We also agree with the appellate court's ruling that the lien imposed by the circuit court which required the plaintiff to repay to the village the payments which he had already received from the village was improper. A lien cannot be created by the court without an underlying explicit or implicit agreement between the parties or some fixed rule of law usually found in a statute. (See, e.g., 25 Ill. L. & Prac. Creation of Liens sec. 3 (1956); Annot., 85 A.L.R.3d 240 (1978).) No agreement or statute applied to this situation, and consequently the "lien" created by the circuit court against amounts first paid to the plaintiff by the village was unenforceable.
Moreover, the appellate court correctly chose the credit formula which suspends payments because the other methods described above and previously used by the appellate court could not be utilized under the circumstances of this case. A lien against the settlement funds was inappropriate because those funds had already been distributed to the plaintiff. In addition, the suspension of payments is the most expedient and accurate method for protecting the employer's rights.

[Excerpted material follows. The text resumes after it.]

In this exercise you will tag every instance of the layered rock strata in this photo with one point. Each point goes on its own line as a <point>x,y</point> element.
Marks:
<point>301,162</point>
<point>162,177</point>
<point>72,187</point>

*428 Since we have concluded that responsibility for protecting the employer's reimbursement rights lies with the court and not the Industrial Commission, we reject plaintiff's argument that the circuit court should have ordered the parties to seek a lump-sum settlement from the Commission. Nothing in the statute suggests that procedure, and even if the court were to order the parties to petition the Commission for such a settlement, there is nothing to ensure that the Commission would enter such an order. Indeed section 9 of the Workmen's Compensation Act (Ill. Rev. Stat. 1975, ch. 48, par. 138.9) requires that "the best interests of both parties be served before a lump-sum payment will be awarded." (Bagwell v. Industrial Com. (1983), 94 Ill. 2d 101, 105.) Such an order by the circuit court would not adequately protect the employer's reimbursement rights.
Finally, the village contends that the plaintiff has failed to reimburse the village in accordance with the order of the circuit court. We need not address this issue because the lien was improper and it will be necessary for the circuit court on remand to determine the proper credit to be granted to the village. Any payments made to the employee which were not repaid should, therefore, be credited to the village.
We conclude that the circuit court had jurisdiction to enforce a lien in favor of the village in the form of proper credits against the payments required to be made to the plaintiff, but the court failed to properly protect the village as required under section 5(b). The appellate court correctly held, then, that this case should be remanded to the circuit court for a determination of the proper credit to be granted to the employer.